Police have video surveillance of the woman who walked into Nailla’s classroom and her removed her from the school. Unfortunately, the evidence is barely useful, because the woman was wearing a black niqab. Nailla’s mother explains the ruse used by the woman:
told her teacher that she was me, her mother, and that she was taking her out to breakfast and Nailla was already signed out at the office and she took my child and left.”
Nailla’s class had a substitute teacher that day, so she was not familiar with the classroom parents. And no other school employee questioned the woman. No receptionist checked the name scribbled on the sign-out sheet.

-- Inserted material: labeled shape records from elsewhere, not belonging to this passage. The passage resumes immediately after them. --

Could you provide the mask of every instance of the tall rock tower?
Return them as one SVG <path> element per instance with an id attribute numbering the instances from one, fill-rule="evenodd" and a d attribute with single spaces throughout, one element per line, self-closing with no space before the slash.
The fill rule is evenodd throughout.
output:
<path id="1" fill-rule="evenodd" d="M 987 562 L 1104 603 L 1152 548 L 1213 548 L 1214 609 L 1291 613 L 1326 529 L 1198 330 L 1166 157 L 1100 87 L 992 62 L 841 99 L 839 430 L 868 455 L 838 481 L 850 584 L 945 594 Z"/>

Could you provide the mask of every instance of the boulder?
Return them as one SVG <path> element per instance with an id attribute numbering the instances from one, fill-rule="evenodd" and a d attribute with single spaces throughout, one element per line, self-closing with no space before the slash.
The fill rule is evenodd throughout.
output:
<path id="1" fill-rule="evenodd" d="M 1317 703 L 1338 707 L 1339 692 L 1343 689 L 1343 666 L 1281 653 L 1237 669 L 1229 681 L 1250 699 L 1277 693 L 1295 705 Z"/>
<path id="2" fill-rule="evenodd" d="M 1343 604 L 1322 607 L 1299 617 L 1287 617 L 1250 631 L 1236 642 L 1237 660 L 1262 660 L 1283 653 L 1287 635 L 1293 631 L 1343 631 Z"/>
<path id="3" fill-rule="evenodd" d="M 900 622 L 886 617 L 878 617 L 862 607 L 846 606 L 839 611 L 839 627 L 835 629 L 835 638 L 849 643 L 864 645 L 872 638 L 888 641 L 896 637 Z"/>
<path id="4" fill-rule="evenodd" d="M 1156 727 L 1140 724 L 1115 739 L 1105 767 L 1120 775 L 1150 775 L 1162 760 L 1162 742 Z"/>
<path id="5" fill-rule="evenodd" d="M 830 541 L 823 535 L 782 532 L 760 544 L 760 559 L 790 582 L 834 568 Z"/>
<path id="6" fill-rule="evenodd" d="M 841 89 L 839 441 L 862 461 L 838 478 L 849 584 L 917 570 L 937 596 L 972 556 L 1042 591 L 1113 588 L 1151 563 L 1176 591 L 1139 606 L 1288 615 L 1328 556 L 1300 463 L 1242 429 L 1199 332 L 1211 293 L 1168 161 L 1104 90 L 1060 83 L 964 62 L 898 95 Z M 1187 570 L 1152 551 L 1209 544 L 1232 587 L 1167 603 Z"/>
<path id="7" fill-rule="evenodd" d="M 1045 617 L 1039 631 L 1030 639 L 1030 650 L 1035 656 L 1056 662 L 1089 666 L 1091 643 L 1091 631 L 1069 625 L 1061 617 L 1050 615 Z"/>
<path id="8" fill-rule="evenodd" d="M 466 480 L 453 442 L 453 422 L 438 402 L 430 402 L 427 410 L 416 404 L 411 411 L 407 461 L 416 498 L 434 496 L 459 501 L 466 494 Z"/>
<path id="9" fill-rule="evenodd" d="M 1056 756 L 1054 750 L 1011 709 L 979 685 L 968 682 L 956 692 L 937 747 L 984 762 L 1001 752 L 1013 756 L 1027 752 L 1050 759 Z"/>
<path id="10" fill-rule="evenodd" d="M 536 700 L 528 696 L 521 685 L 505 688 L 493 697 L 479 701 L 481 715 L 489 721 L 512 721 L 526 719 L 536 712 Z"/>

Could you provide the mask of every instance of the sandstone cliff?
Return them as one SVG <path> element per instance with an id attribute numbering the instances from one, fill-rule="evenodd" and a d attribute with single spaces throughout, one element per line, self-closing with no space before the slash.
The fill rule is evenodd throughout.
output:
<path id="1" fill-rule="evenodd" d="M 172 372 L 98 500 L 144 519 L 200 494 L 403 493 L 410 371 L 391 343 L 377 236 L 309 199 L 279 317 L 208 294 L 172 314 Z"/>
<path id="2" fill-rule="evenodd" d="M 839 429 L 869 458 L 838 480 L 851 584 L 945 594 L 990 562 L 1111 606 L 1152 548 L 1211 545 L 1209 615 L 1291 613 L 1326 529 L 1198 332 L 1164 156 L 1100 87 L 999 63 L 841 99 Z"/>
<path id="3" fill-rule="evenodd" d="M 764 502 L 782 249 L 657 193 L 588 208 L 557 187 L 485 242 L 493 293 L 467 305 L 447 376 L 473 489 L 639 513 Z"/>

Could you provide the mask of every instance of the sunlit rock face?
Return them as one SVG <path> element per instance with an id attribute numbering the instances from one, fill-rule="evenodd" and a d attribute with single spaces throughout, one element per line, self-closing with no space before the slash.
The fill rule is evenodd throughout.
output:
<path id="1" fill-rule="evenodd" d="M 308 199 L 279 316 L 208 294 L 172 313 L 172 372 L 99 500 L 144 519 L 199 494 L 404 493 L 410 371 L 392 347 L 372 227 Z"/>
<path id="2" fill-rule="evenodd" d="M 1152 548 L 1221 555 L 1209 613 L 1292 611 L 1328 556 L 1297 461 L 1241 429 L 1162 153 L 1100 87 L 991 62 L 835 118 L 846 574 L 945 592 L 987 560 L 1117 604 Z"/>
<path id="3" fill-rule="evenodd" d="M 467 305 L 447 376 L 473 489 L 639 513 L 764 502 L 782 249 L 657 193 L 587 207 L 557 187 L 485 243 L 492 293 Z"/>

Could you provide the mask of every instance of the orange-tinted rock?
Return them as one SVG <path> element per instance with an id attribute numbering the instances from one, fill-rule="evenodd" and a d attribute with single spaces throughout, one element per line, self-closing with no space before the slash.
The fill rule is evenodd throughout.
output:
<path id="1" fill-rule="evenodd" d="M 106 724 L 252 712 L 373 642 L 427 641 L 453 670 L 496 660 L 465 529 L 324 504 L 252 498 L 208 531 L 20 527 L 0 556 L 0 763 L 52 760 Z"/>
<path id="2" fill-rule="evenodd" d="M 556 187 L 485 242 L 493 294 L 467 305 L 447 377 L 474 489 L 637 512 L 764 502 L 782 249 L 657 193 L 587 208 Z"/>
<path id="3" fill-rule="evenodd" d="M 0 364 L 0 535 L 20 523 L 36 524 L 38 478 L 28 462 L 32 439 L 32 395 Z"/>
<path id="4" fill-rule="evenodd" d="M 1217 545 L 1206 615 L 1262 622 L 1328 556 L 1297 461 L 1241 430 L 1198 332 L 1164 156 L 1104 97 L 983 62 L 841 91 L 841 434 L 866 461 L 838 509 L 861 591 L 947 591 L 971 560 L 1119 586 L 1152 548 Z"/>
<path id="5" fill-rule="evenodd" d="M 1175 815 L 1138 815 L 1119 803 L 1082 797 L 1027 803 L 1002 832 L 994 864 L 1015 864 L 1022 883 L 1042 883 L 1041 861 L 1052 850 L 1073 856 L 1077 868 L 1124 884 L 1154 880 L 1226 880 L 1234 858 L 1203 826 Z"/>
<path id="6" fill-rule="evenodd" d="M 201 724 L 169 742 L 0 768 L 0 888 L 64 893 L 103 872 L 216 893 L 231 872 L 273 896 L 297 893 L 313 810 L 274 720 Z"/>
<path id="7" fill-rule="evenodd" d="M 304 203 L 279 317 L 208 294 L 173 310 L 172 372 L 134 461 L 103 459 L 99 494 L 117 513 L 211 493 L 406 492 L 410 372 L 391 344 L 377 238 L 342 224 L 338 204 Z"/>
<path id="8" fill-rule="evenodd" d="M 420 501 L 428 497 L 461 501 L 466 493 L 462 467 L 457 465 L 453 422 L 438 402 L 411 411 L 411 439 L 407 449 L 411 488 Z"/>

Every parent knows that they leave a list of acceptable people to pick up their children with the school. If my father ever needs to pick up my daughter from school, he should have to walk in to the school secretary’s office and show her a photo ID before collecting my little girl. Obviously that didn’t happen at Nailla’s school.
The school released a statement saying that there were major procedural violations that led to the young girl’s abduction. I hate to say it, but I think that part is obvious.
The idea that such a crime could occur has to shock and anger parents, who believe that when they drop they’re children off to school, they’re leaving them in safe hands. It should raise major concerns with the Philadelphia school district, who obviously need to address serious security issues.
At the same time, this little girl was found safe. She was returned home. And even though there’s plenty of anger and frustration to be had, I’m having a hard time feeling anything but relief that this child made it back home.